Top 5 Metrics to Measure the Success of Your Website

While the common opinion on the best metric to define the success of your website will be the number of your monthly visitors, this is the not the only data point you should rely upon!

Why, if you ask.

There are more than 170 metrics Google takes into consideration while deciding your website’s SERP (Search Engine Results Page) ranking.

That’s a whole lot of data points!

Almost no one except big conglomerates like Google, Facebook, LinkedIn have the resources to keep up so many metrics in check, analyze them, and tweak their websites accordingly to keep improving.

What about small businesses and individual website owners, what should they do?

Small businesses and individual website owners have two options:

  • Hire an affordable web service that will do the work.
  • Learn the whats, whys, and hows of metrics and handle them on your own – For smaller businesses and individual website owners, there has to be a defined set of metrics to analyze and improve their website’s course of action, thus, increase their success.

The ‘whats’ and ‘whys’?

What’s a web metric?

A web metric is a set of parameters that define the success of a function by comparing it to the top performing websites and gives you concrete data points to analyze and improve upon.

Why web metrics are important?

Metrics are important because traffic is not the only thing you want ‘improving’. Let’s take a hypothetical example of XYZ.com.

XYZ.com has two pages – a content page and a product description page. The content is great, and their traffic is multiplying – both recurring and new users, but there is no increase in sales. Would you call it success? Because if you are looking at a single metric – traffic, it’s indicating improvement but sales target remains unachieved.

In scenarios like this, an ineluctable need to bring more metrics into action is required.

Top five metrics to measure the success of your website:

I. Acquisition Metrics

a) Website Traffic

It’s a cliché, but website traffic is the number one metric of measuring your site’s success; reason being, it offers a broad picture of your website.
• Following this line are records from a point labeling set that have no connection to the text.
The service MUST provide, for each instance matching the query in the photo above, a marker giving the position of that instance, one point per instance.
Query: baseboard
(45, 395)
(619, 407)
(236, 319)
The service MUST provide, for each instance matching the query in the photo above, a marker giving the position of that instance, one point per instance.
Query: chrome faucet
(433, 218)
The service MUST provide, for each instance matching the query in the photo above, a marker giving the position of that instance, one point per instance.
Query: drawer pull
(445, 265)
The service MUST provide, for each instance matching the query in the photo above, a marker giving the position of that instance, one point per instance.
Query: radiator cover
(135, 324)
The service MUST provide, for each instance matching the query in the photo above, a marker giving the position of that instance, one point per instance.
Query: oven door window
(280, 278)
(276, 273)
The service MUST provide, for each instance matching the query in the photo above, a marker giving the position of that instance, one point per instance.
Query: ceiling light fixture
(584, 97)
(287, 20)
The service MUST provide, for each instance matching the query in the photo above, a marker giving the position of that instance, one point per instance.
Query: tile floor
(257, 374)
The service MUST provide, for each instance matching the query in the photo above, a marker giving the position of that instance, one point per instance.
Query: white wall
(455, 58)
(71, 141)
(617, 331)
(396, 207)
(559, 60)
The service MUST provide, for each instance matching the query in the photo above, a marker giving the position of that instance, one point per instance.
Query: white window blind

It’s like the heartbeat of a living being. If the heartbeat is okay, we can assume that there are no major issues that require immediate attention and can focus on the strategy of growth

b) Channel Specific

Taking website traffic one step further, channel specific metric allows you to look upon the source of your traffic, which is an equally important step. This metric will help you identify the major sources for your web traffic and will give you a platform from where you can recognize the channels you need to work upon and maintain the ones that are working good.

Major traffic channels are

  1. Direct: Traffic from this channel shows people who remember your website’s address or have bookmarked it and land on your website directly by entering your URL into the web browser.
  2. Referrals: Traffic from this channel indicates the number of people who come to your website from indirect sources such as other websites, inbound links, external links, etc.
  3. Organic: This is the channel you want to focus upon if you’re a new website or a business looking to make space for itself on the internet. Traffic in this channel is usually from people that have come to your website as a result of a search engine query. This is the most important source for new visitors. Good traffic in this channel indicates good overall site performance and good SEO.
  4. Social: Similar to organic, this channel covers the traffic received from different social media outlets. Good Traffic in this channel indicates good SMO and increasing popularity on Social media platforms

II. Engagement Metrics

c) Average time spent

Now that you have figured your traffic and its resource, it’s time to look on how this traffic is interacting with your website. This is a very crucial set of metrics that shed light on some of the most important areas of your website. You may have a traffic of millions, but it’s useless if it doesn’t interact with your website.

d) Page specific

Another one of the engagement metrics, page specific, gives you deeper insights on how your users are engaging with your website. Your website is a collection of different pages. This metrics allows to recognize the pages with the highest and the lowest traffic and modify them according to your needs. You can also study user behavior and look at their surfing patterns on different pages of your website.

III. Conversion Metrics

e) Rate of conversion

The rate of conversion is perhaps the most important metric of all.

Each business website has some fundamental goals, primary of which is the conversion of a visitor into a customer. This is what drives the business and the website. Conversion metrics allow you to have insight over the rate of conversion. You can study patterns of users that get converted into customers and the ones who don’t, and then take necessary steps to increase your conversion rate. Now this conversion doesn’t necessarily mean that your users have to buy something from you. For some sites, this could also mean registrations or other action as defined or desired by the website/business owner.

There are two ways of collecting data:

  1. The first is the traditional way of server log file analysis, which reads the log files in which requests from browsers are recorded on to the web server,
  2. The second is to get third party analytics services like Google Analytics, Alexa Analytics, etc. which is preferred these day owing to the brilliant accuracy and endless array of customization options. In this method, Page tagging uses JavaScript embedded in the webpage to make image requests to the analytics service providers. The details are stored on their server, and is later compiled by their software to give you web traffic reports with other functionality and metrics.